Den einheimischen Stadtbäumen geht es zunehmend schlechter. Anhaltende Trockenperioden, längere Hitzewellen und plötzliche Frosteinbrüche machen Bäumen wie Linde und Ahorn das Leben schwer. Bei vielen Baumarten wird die Trockenstresstoleranz häufig überschritten, sodass sie sich voraussichtlich mehr und mehr aus dem gewohnten Bild der Innenstädte verabschieden werden.

Im Projekt „Stadtgrün 2021“ sucht die Bayerische Landesanstalt für Weinbau und Gartenbau (LWG) aus Veitshöchheim daher Kandidaten für die „klimatolerante“ Stadt. „Was liegt dabei näher als Bäume zu wählen, die von Haus aus mit Hitze, Trockenheit und Wasserknappheit bestens vertraut sind?“ Das sagt Dr. Susanne Böll, Leiterin des Stadtgrün-Projektes.

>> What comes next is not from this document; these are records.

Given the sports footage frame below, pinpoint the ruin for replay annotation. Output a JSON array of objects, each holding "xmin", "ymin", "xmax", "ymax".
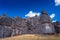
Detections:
[{"xmin": 0, "ymin": 11, "xmax": 60, "ymax": 38}]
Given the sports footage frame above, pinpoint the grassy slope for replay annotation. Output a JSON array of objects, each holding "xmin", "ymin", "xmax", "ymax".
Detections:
[{"xmin": 0, "ymin": 34, "xmax": 60, "ymax": 40}]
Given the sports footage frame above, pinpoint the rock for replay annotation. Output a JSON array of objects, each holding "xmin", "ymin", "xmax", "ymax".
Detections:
[{"xmin": 0, "ymin": 14, "xmax": 12, "ymax": 26}]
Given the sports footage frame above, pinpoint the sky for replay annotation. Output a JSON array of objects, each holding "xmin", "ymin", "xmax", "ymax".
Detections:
[{"xmin": 0, "ymin": 0, "xmax": 60, "ymax": 21}]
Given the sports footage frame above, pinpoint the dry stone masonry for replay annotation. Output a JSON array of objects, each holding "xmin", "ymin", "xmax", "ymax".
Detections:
[{"xmin": 0, "ymin": 11, "xmax": 60, "ymax": 38}]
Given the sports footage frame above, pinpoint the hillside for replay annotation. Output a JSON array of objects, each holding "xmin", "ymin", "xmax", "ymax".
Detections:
[{"xmin": 0, "ymin": 34, "xmax": 60, "ymax": 40}]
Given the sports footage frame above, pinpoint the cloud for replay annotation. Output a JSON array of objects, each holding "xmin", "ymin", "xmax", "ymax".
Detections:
[
  {"xmin": 50, "ymin": 13, "xmax": 55, "ymax": 19},
  {"xmin": 25, "ymin": 11, "xmax": 40, "ymax": 17},
  {"xmin": 52, "ymin": 20, "xmax": 56, "ymax": 22},
  {"xmin": 55, "ymin": 0, "xmax": 60, "ymax": 6}
]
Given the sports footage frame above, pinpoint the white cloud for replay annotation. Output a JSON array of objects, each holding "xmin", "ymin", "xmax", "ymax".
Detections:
[
  {"xmin": 50, "ymin": 13, "xmax": 55, "ymax": 19},
  {"xmin": 25, "ymin": 11, "xmax": 40, "ymax": 17},
  {"xmin": 55, "ymin": 0, "xmax": 60, "ymax": 6}
]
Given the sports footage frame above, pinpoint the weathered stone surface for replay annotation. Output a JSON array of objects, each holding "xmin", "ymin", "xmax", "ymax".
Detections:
[
  {"xmin": 0, "ymin": 14, "xmax": 12, "ymax": 26},
  {"xmin": 0, "ymin": 11, "xmax": 60, "ymax": 38},
  {"xmin": 0, "ymin": 25, "xmax": 12, "ymax": 38}
]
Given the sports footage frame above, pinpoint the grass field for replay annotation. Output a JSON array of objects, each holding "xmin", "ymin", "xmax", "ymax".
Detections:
[{"xmin": 0, "ymin": 34, "xmax": 60, "ymax": 40}]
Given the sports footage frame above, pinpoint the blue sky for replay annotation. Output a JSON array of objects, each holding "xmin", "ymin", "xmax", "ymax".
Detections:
[{"xmin": 0, "ymin": 0, "xmax": 60, "ymax": 21}]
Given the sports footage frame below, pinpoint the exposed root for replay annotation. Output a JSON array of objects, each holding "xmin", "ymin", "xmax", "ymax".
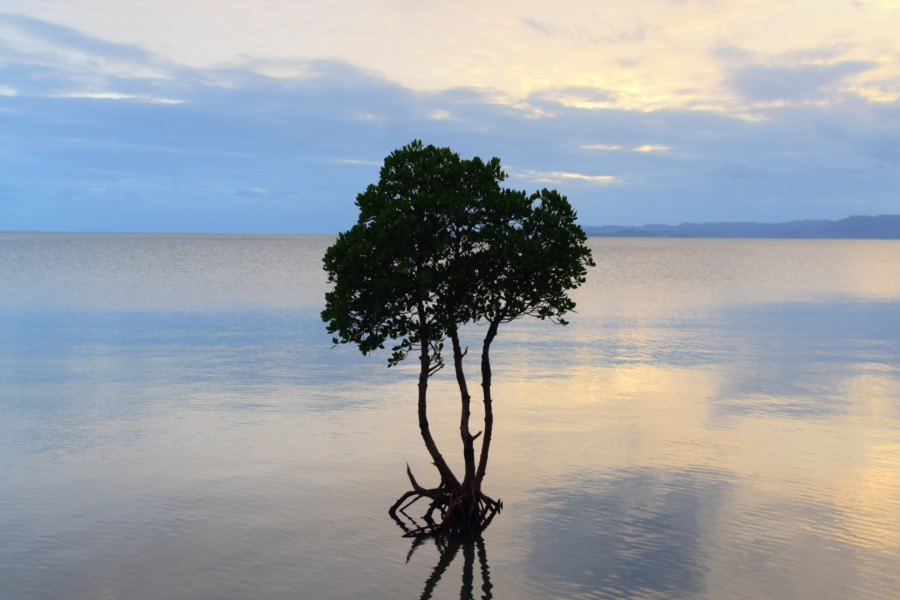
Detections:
[{"xmin": 388, "ymin": 465, "xmax": 503, "ymax": 539}]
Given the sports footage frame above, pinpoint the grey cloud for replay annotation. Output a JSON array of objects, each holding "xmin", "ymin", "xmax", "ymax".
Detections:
[
  {"xmin": 0, "ymin": 15, "xmax": 900, "ymax": 232},
  {"xmin": 727, "ymin": 61, "xmax": 876, "ymax": 101},
  {"xmin": 0, "ymin": 13, "xmax": 153, "ymax": 62}
]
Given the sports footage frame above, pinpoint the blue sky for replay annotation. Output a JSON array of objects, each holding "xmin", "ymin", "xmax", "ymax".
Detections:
[{"xmin": 0, "ymin": 0, "xmax": 900, "ymax": 233}]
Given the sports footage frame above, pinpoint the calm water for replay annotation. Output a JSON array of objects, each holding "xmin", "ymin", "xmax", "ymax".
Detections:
[{"xmin": 0, "ymin": 234, "xmax": 900, "ymax": 599}]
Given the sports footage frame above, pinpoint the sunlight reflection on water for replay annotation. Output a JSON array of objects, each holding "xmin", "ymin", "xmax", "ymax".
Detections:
[{"xmin": 0, "ymin": 234, "xmax": 900, "ymax": 599}]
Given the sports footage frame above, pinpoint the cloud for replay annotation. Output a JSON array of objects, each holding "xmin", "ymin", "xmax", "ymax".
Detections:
[
  {"xmin": 634, "ymin": 144, "xmax": 671, "ymax": 152},
  {"xmin": 727, "ymin": 61, "xmax": 876, "ymax": 101},
  {"xmin": 0, "ymin": 19, "xmax": 900, "ymax": 233},
  {"xmin": 513, "ymin": 170, "xmax": 621, "ymax": 185}
]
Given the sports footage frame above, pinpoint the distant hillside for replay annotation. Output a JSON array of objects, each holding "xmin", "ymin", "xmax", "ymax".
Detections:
[{"xmin": 584, "ymin": 215, "xmax": 900, "ymax": 240}]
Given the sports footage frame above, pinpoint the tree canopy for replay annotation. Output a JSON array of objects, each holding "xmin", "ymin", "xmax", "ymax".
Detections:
[
  {"xmin": 322, "ymin": 140, "xmax": 594, "ymax": 536},
  {"xmin": 322, "ymin": 141, "xmax": 593, "ymax": 366}
]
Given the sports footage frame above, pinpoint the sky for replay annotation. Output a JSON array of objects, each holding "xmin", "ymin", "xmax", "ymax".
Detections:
[{"xmin": 0, "ymin": 0, "xmax": 900, "ymax": 233}]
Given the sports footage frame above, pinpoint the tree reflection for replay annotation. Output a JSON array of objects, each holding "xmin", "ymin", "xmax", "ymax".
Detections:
[{"xmin": 394, "ymin": 536, "xmax": 494, "ymax": 600}]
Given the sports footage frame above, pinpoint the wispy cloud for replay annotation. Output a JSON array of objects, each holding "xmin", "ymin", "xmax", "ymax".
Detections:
[
  {"xmin": 0, "ymin": 11, "xmax": 900, "ymax": 232},
  {"xmin": 512, "ymin": 169, "xmax": 622, "ymax": 185}
]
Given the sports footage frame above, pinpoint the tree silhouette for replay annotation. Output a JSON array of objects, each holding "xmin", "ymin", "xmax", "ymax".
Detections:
[{"xmin": 322, "ymin": 140, "xmax": 594, "ymax": 537}]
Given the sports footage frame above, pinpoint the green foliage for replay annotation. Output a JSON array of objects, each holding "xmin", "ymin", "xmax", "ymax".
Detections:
[{"xmin": 322, "ymin": 140, "xmax": 594, "ymax": 368}]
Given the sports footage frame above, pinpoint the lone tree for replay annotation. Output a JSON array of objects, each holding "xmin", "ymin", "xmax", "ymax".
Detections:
[{"xmin": 322, "ymin": 140, "xmax": 594, "ymax": 537}]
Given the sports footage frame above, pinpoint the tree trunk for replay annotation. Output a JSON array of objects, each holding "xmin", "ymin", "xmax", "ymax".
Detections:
[{"xmin": 388, "ymin": 307, "xmax": 503, "ymax": 539}]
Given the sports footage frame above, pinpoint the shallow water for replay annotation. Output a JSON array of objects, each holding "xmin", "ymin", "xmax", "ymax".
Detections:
[{"xmin": 0, "ymin": 234, "xmax": 900, "ymax": 599}]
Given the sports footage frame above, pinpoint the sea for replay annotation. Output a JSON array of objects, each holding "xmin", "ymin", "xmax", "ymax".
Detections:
[{"xmin": 0, "ymin": 233, "xmax": 900, "ymax": 600}]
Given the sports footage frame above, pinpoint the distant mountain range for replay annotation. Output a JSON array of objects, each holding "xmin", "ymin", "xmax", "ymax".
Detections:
[{"xmin": 584, "ymin": 215, "xmax": 900, "ymax": 240}]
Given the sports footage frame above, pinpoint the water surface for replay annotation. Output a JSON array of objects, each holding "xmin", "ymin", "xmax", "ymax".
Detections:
[{"xmin": 0, "ymin": 234, "xmax": 900, "ymax": 599}]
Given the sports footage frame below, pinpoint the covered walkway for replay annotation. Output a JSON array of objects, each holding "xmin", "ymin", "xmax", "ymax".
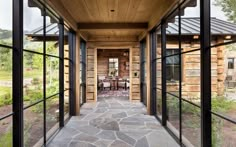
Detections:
[{"xmin": 49, "ymin": 97, "xmax": 179, "ymax": 147}]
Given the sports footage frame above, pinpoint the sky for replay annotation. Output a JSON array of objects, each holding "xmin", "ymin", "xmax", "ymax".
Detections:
[{"xmin": 0, "ymin": 0, "xmax": 227, "ymax": 31}]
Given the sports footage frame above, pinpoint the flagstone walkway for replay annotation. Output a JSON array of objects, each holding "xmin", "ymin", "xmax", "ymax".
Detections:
[{"xmin": 49, "ymin": 97, "xmax": 179, "ymax": 147}]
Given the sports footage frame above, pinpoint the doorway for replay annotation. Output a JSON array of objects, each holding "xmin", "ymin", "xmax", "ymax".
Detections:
[{"xmin": 97, "ymin": 49, "xmax": 130, "ymax": 100}]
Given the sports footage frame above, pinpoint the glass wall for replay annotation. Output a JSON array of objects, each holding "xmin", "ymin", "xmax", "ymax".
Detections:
[
  {"xmin": 151, "ymin": 0, "xmax": 236, "ymax": 147},
  {"xmin": 153, "ymin": 0, "xmax": 201, "ymax": 147},
  {"xmin": 210, "ymin": 0, "xmax": 236, "ymax": 147},
  {"xmin": 0, "ymin": 0, "xmax": 13, "ymax": 146},
  {"xmin": 140, "ymin": 40, "xmax": 147, "ymax": 106},
  {"xmin": 0, "ymin": 0, "xmax": 73, "ymax": 147}
]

Bei den Testkandidaten handelt es sich daher vorwiegend um Baumarten aus Osteuropa, die dank ihrer kontinentalen Herkunft mit diesen Extremen bestens vertraut sind. Seit 2010 werden 30 Baumarten an drei klimatisch unterschiedlichen Standorten in Deutschland auf Herz und Nieren getestet. Am Standort Würzburg mit seinen 31 Hitzetagen bei Durchschnittstemperaturen von bis zu 40 Grad Celsius (Werte von 2015) und mit langen Trockenperioden werden die Bäume auf ihre Toleranz gegen Trockenstress geprüft.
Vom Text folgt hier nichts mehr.